Sexual promiscuity [male and female] in itself does NOT cause this, but it is a symptom or this.
*

Religion and philosophy have been replaced by Pop Culture and Action figures...sports, fashion, Hollywood, etc. 

Religion brought family values and structure. Religion is now a joke. Philosophy has not stepped up to fill the void. Without any societal structure you have chaos and hedonism which weakens our culture and eventually our country. We could become a third world country in a 100 years. The Western world is held together with man-made laws. They are not very effective, note the crime and collapse you see all around us.

Demographics. This word explains the age and cultural make- up of a country or region. Western cultures are dying off. People are not having as many children, and people are waiting longer to marry.
Sexual freedom and promiscuity add to this problem.

*I am NOT criticizing you or anyone else for having a good time in the short time that we are here. But it does have consequences in a MACRO sense. It destabilizes life on our planet. Children need good role models to become good citizens themselves. Cultures that loosen up too much fail, die off or get conquered by lesser mortals [barbarians] * 

The third world is having the most growth. Most of these places do not have enough food or water or jobs...they are very unstable and are explosions waiting to happen. And in this shrinking world they are bringing their problems to us.

The western culture, as we know it, will collapse under Liberalism. 

The rest of the world will collapse because of Totalitarianism in the third world.

There are ~5.5 billion people in the world. And each man and women has dreams. How many dreams are available?

I feel like I am wasting my breath on this topic !


----------



## bandit.45

I don't have negative feelings about women who have had lots of partners. They like sex and aren't afraid to go after what they want.
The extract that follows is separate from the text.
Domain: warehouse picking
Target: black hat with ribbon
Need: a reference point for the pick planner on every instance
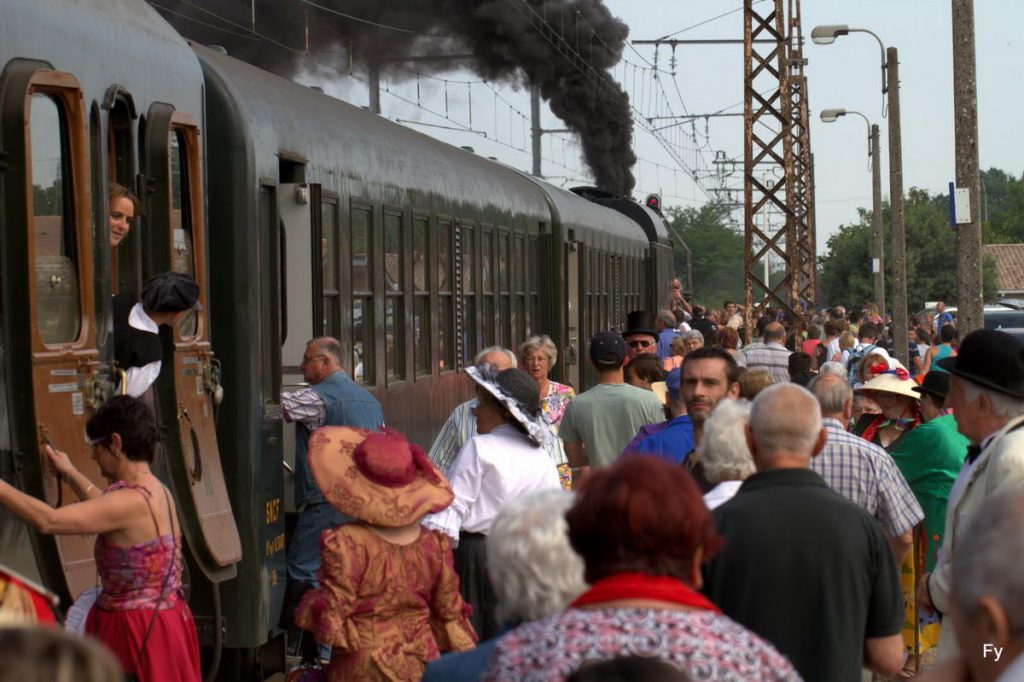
(991, 359)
They are usually very skilled also, and hellfire in the sack. 

Now...would I want to marry one?


----------



## EleGirl

bandit.45 said:


> I don't have negative feelings about women who have had lots of partners. They like sex and aren't afraid to go after what they want. They are usually very skilled also, and hellfire in the sack.
> 
> Now...would I want to marry one?


Maybe so that you married someone who was hellfire in the sack and not a prudish woman who believes that bjs are wrong and gross?
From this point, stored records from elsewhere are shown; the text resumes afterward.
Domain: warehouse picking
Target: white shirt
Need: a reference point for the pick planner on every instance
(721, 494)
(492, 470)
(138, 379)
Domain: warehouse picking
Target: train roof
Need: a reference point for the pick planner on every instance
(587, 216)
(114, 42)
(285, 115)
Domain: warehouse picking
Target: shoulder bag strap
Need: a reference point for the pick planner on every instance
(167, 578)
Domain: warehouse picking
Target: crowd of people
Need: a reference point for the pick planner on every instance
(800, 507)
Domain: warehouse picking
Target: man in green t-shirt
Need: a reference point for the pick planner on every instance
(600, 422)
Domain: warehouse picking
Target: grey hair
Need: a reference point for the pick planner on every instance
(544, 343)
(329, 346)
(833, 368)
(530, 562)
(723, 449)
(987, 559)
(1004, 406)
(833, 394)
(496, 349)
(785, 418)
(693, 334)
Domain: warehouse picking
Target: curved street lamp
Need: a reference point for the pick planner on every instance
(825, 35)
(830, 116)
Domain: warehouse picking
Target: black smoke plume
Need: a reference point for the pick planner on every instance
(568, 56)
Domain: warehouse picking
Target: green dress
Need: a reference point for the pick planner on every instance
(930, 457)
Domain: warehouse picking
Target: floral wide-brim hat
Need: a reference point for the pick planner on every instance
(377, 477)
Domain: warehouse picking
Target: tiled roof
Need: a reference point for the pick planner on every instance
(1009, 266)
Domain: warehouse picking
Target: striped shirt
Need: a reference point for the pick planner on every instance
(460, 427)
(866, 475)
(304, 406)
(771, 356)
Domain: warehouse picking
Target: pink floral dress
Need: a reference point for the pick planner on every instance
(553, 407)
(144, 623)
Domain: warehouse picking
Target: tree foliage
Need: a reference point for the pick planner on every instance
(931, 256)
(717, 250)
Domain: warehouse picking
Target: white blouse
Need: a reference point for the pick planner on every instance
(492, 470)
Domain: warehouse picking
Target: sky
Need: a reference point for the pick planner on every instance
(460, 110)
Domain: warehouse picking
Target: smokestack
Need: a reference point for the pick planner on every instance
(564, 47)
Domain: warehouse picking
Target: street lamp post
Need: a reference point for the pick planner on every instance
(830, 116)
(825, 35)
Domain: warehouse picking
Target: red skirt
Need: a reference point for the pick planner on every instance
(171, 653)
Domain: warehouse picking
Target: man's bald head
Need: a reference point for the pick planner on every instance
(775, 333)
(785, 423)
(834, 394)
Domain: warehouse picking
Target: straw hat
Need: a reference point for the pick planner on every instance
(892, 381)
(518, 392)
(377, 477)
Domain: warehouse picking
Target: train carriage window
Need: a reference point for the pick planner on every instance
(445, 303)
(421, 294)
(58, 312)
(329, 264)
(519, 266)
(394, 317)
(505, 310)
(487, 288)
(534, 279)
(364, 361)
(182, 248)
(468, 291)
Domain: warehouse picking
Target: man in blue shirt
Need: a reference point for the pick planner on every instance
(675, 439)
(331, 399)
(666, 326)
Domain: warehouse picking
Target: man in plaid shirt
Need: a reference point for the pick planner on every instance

Or if your question means that you don't think that such a woman is marriage material, the two of you are clearly not compatible, so why would such a woman care if you wanted to marry her or not? Clearly? Why would she want to marry a guy who looked down on her?


----------



## bandit.45

EleGirl said:


> Maybe so that you married someone who was hellfire in the sack and not a prudish woman who believes that bjs are wrong and gross?
> 
> Or if your question means that you don't think that such a woman is marriage material, the two of you are clearly not compatible, so why would such a woman care if you wanted to marry her or not? Clearly? Why would she want to marry a guy who looked down on her?


I just don't think I would want to marry a promiscuous woman. Not so much because I "look down on her"...that's a bit harsh. 
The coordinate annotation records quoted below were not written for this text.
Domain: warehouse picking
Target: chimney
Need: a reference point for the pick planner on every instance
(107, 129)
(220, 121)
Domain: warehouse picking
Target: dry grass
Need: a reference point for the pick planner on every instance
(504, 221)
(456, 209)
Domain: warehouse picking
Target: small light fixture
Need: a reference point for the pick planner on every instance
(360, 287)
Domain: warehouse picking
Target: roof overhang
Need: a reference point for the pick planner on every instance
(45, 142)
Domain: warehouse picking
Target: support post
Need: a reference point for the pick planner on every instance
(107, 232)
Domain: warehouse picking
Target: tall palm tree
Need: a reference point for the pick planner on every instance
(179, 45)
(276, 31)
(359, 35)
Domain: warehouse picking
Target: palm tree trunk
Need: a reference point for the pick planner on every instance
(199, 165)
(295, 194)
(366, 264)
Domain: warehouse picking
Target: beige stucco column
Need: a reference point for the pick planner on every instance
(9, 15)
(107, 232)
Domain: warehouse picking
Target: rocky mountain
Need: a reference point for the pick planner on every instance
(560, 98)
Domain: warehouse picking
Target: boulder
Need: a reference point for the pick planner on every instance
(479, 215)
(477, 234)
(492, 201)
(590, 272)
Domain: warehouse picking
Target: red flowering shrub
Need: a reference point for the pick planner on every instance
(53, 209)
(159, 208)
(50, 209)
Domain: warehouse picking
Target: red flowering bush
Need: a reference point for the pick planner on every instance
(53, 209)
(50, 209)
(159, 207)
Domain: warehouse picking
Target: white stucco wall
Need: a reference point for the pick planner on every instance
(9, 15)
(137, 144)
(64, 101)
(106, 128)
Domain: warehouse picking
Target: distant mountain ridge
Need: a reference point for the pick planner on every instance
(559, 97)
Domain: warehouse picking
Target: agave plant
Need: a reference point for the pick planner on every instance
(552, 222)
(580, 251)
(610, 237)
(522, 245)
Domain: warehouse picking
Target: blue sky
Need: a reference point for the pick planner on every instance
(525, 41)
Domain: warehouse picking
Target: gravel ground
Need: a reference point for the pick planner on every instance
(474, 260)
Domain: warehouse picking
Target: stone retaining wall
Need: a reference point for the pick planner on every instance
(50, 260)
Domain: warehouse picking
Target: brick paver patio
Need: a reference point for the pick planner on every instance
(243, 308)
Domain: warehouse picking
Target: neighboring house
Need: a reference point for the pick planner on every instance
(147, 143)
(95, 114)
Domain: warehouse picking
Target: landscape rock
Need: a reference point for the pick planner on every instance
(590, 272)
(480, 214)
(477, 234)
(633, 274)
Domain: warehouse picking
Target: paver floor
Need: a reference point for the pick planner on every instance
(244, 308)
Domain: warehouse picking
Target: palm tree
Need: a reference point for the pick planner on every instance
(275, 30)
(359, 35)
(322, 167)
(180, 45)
More like it would feel weird marrying a gal who's bedded half the guys in the city.... 

I also don't think a lack of experience and having born talent for providing great sex are mutually exclusive. There are women who are naturals at it, even without having had lots of experience with multiple partners. My ex had only been with two guys before she and I hooked up, but ...damn... she was good in bed, and had no hang ups at all.


----------



## EleGirl

bandit.45 said:


> I just don't think I would want to marry a promiscuous woman. Not so much because I "look down on her"...that's a bit harsh.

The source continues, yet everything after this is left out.